The intrinsic function _mm_movemask_epi8
from SSE2 is defined by Intel with the following prototype:
int _mm_movemask_epi8 (__m128i a);
This intrinsic function directly corresponds to the pmovmskb
instruction, which is generated by all compilers.
According to this reference, the pmovmskb
instruction can write the resulting integer mask to either a 32-bit or a 64-bit general purpose register in x64 mode. In any case, only 16 lower bits of the result can be nonzero, i.e. the result is surely within range [0; 65535].
Speaking of the intrinsic function _mm_movemask_epi8
, its returned value is of type int
, which as a signed integer of 32-bit size on most platforms. Unfortunately, there is no alternative function which returns a 64-bit integer in x64 mode. As a result:
- Compiler usually generates
pmovmskb
instruction with 32-bit destination register (e.g.eax
). - Compiler cannot assume that upper 32 bits of the whole register (e.g.
rax
) are zero. - Compiler inserts unnecessary instruction (e.g.
mov eax, eax
) to zero the upper half of 64-bit register, given that the register is later used as 64-bit value (e.g. as an index of array).
An example of code and generated assembly with such a problem can be seen in this answer.
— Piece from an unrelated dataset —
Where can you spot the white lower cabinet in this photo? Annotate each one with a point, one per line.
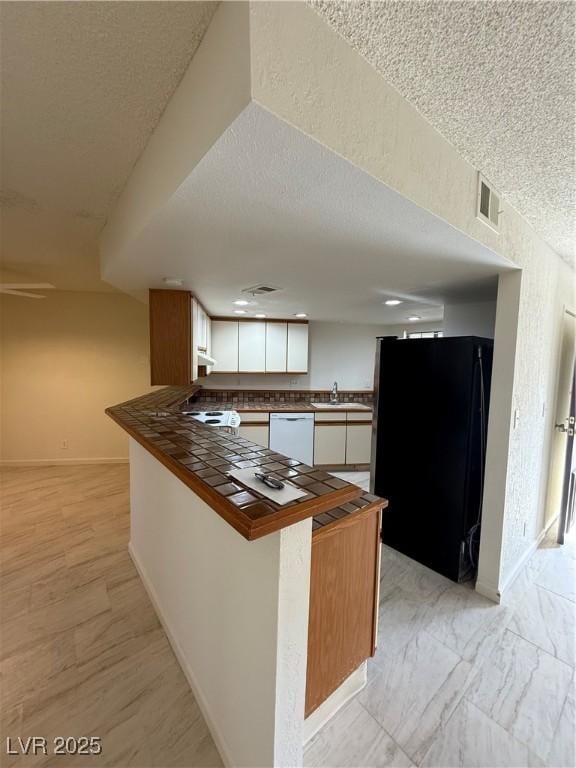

Also the comments to that answer contain some related discussion. I regularly experience this problem with MSVC2013 compiler, but it seems that it is also present on GCC.
The questions are:
- Why is this happening?
- Is there any way to reliably avoid generation of unnecessary instructions on popular compilers? In particular, when result is used as index, i.e. in
x = array[_mm_movemask_epi8(xmmValue)];
- What is the approximate cost of unnecessary instructions like
mov eax, eax
on modern CPU architectures? Is there any chance that these instructions are completely eliminated by CPU internally and they do not actually occupy time of execution units (Agner Fog's instruction tables document mentions such a possibility).